## Transcribed Text

1. Using data from a case-control study with 697 people, we want to model the probability of having lung cancer. The main independent variable is exposure to second-hand smoke. We also want to control for college degree (yes or no), type of work (blue collar or white collar), sex, and age. For the categorical variables, referent levels are no exposure, no college degree, blue collar, and female.
Two logistic regression models have been run. The first (full) model contains all five variables, and the second contains only exposure, sex, and age.
i) Using the first model, interpret the results for exposure, college, sex, and age. For each variable, use the CI for the odds ratio (whether or not it includes 1) and/or the p-value to assess “significance”. For results that are significant, interpret the odds ratio (as an estimated relative risk) to complete your interpretation.
ii) Perform a likelihood ratio test that all non-significant variable(s) can be removed from the full model. Show how you calculated the test statistic, state the rejection region, and interpret the result of the test.
iii) There should be one number that must be the same for both the full and reduced models in order for the likelihood ratio test to be valid. Give that number.
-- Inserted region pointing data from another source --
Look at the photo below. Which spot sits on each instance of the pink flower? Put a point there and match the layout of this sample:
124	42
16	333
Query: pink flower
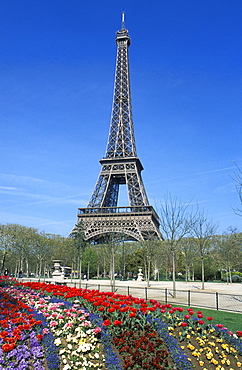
96	330
86	323
53	323
68	325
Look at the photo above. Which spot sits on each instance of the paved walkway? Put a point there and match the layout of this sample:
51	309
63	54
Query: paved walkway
220	296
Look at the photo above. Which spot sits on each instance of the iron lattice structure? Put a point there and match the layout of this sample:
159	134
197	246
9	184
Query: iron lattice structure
120	165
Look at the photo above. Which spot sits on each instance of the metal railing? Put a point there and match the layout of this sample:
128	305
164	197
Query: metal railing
191	298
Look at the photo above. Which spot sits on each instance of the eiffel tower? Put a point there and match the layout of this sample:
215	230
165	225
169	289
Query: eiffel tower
120	165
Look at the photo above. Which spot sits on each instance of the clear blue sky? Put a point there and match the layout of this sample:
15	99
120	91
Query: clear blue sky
57	69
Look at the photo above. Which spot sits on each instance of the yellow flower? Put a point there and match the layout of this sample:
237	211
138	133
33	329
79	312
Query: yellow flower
209	355
189	346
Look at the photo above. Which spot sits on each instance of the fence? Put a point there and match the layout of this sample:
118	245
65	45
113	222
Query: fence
191	298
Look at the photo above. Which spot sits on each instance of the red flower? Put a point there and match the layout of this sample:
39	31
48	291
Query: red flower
220	326
106	322
111	309
117	322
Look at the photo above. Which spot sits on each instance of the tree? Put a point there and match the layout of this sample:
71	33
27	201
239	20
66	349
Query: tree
78	234
203	230
238	180
188	249
176	222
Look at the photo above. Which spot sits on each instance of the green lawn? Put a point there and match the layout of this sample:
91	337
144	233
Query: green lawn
232	321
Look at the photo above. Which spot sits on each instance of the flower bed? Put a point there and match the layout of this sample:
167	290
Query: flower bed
82	329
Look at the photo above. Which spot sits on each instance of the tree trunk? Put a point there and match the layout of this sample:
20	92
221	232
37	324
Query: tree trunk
202	273
174	273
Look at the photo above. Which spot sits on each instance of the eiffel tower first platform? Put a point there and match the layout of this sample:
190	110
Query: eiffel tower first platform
120	165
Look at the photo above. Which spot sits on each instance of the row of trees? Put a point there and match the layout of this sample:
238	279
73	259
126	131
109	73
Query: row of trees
25	250
190	240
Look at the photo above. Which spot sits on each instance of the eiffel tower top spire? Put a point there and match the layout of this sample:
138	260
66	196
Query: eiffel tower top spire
121	140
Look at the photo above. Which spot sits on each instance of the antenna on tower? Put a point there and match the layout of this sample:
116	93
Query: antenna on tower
123	24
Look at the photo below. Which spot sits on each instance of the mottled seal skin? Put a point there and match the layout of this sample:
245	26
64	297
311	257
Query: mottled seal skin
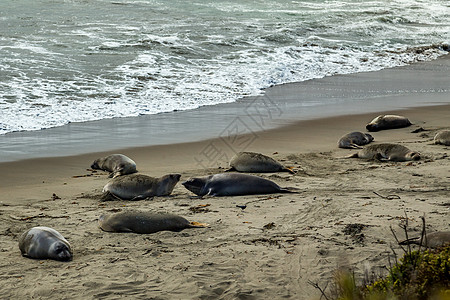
432	240
45	243
117	164
257	163
384	122
232	184
139	186
355	140
442	137
386	151
144	222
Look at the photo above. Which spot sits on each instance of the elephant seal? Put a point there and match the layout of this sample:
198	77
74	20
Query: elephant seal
139	186
432	240
386	151
44	242
232	184
442	137
256	162
117	164
145	222
383	122
354	140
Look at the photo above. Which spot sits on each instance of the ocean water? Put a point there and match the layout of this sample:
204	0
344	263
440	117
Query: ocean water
64	61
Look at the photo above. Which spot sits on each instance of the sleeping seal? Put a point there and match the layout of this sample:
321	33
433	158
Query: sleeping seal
232	184
117	164
256	162
432	240
139	186
354	140
144	222
386	151
383	122
44	242
442	137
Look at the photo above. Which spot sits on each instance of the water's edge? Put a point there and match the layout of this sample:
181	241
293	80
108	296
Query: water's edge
419	84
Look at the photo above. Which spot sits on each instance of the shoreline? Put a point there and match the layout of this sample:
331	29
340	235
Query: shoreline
274	248
419	84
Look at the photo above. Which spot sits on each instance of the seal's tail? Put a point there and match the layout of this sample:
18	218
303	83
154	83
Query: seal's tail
198	225
292	190
289	169
354	155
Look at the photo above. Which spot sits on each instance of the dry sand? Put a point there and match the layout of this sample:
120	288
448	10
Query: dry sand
269	250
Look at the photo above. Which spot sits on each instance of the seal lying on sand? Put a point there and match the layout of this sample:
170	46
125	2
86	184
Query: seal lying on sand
383	122
117	164
432	240
256	162
139	186
442	137
354	140
44	242
386	151
144	222
232	184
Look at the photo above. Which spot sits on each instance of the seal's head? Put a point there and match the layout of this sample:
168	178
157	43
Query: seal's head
95	164
167	184
60	251
195	185
369	138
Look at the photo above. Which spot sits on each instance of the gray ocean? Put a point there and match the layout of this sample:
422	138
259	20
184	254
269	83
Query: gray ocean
64	61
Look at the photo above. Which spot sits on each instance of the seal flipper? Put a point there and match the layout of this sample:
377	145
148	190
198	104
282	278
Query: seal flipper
289	169
291	190
354	155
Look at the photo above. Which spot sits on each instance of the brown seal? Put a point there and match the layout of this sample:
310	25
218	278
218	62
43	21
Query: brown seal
233	184
145	222
44	242
355	140
442	137
117	164
256	162
384	122
386	151
139	186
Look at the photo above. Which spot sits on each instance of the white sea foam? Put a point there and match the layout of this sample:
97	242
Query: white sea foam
186	55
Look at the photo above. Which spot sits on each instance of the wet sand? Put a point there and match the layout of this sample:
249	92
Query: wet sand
270	249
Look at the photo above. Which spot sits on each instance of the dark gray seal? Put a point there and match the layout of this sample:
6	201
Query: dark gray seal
139	186
384	122
432	240
117	164
43	243
257	163
232	184
355	140
442	137
386	151
144	222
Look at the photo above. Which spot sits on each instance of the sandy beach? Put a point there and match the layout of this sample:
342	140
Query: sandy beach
269	250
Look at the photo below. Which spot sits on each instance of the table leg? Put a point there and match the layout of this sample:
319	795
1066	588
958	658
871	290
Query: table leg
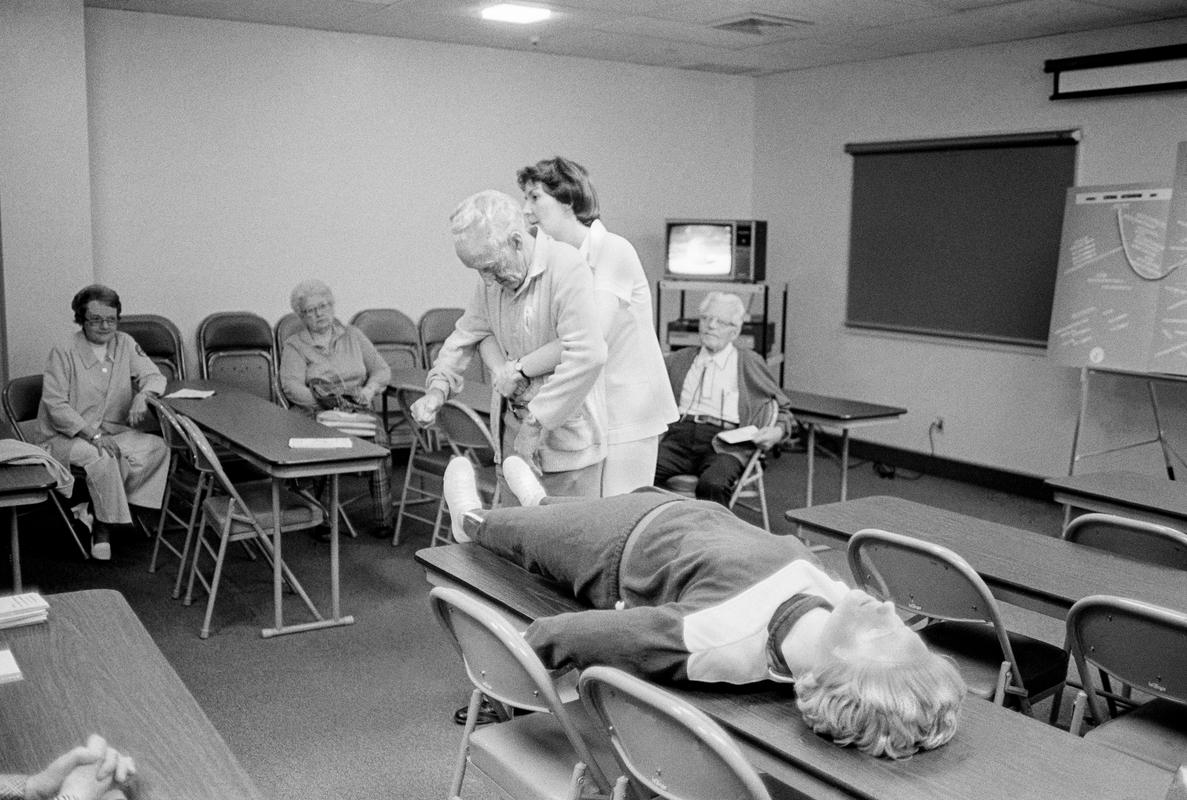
277	560
335	610
811	461
844	463
16	551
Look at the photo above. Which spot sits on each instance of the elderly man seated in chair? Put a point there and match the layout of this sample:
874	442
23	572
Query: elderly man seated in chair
718	387
681	589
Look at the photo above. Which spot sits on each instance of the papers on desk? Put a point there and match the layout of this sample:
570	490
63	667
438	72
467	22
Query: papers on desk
25	609
319	443
190	394
8	668
738	435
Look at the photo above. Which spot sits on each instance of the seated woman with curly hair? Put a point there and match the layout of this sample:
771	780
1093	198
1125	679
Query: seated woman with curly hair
684	590
330	366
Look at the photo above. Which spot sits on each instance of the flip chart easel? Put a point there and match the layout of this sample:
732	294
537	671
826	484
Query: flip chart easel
1121	293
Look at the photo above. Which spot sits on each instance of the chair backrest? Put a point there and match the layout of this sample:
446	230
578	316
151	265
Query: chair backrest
21	400
160	340
925	579
500	662
1141	645
236	348
465	432
205	458
436	325
1136	539
665	743
285	327
393	334
405	395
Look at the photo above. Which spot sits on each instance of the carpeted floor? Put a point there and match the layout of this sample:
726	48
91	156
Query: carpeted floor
365	711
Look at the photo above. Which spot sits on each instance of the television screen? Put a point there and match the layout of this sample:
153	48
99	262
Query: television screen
700	251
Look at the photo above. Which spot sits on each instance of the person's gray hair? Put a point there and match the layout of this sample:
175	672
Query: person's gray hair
305	290
489	217
732	304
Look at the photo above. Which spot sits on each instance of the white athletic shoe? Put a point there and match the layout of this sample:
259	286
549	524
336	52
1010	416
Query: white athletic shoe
461	489
522	481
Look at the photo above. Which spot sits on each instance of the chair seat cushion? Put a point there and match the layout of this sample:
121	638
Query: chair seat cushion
1154	731
529	757
294	512
975	647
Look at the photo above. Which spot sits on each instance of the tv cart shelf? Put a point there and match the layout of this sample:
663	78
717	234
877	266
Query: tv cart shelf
672	303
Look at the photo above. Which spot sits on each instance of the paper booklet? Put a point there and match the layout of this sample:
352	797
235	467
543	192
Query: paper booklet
23	609
738	435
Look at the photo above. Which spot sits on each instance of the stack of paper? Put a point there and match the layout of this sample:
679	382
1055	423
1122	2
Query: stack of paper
25	609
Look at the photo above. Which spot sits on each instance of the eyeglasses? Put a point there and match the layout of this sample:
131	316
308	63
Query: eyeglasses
717	322
321	308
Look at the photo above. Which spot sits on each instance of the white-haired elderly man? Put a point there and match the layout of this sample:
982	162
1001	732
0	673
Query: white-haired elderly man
533	290
718	387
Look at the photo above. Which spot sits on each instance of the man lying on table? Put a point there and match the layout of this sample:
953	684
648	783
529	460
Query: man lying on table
684	590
iv) Give a brief plausible explanation why the variable(s) cannot all be removed in the likelihood ratio test in part (ii). What could you look at to see if your explanation was correct?
2. The number of times a person needed to take pain medicine in the three days after surgery is recorded for 58 patients. We also have the type of surgery used (experimental or standard), as well as the sex and age of the patient.
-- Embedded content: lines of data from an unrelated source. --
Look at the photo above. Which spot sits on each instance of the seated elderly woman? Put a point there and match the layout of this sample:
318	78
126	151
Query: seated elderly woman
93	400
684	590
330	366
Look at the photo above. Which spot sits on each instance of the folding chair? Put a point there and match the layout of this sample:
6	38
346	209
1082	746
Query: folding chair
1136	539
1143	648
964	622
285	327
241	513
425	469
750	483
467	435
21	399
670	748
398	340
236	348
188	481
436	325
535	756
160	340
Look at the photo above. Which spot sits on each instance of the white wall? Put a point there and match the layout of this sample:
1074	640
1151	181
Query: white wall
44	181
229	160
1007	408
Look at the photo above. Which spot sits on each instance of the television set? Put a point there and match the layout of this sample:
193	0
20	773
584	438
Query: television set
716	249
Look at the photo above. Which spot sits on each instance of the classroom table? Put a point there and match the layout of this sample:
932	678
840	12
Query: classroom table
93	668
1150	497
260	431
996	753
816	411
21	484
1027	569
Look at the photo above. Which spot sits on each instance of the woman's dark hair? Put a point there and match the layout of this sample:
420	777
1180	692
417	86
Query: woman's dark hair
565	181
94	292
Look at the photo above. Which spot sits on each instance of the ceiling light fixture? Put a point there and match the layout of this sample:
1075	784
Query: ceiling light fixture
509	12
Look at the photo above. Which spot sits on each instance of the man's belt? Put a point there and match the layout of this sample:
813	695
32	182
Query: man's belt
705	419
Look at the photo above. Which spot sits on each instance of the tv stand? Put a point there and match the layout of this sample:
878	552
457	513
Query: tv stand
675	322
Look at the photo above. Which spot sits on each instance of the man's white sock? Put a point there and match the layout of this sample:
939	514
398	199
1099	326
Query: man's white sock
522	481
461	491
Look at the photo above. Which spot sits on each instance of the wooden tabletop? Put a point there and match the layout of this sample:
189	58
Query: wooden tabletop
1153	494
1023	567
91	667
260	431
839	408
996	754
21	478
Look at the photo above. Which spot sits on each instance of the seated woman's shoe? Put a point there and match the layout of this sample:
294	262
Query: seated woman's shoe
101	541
i) Explain why Poisson regression, rather than a linear model, is the better approach here.
ii) For each variable in the model, give the p-value from the partial test, and interpret the result. Use the exponentiated least squares means for any “significant” categorical variable to help complete the interpretation.
iii) Calculate and interpret the rate ratios for surgery type and age.
iv) This model has no interaction terms, but describe what an interaction between sex and surgery type would mean in the context of this problem.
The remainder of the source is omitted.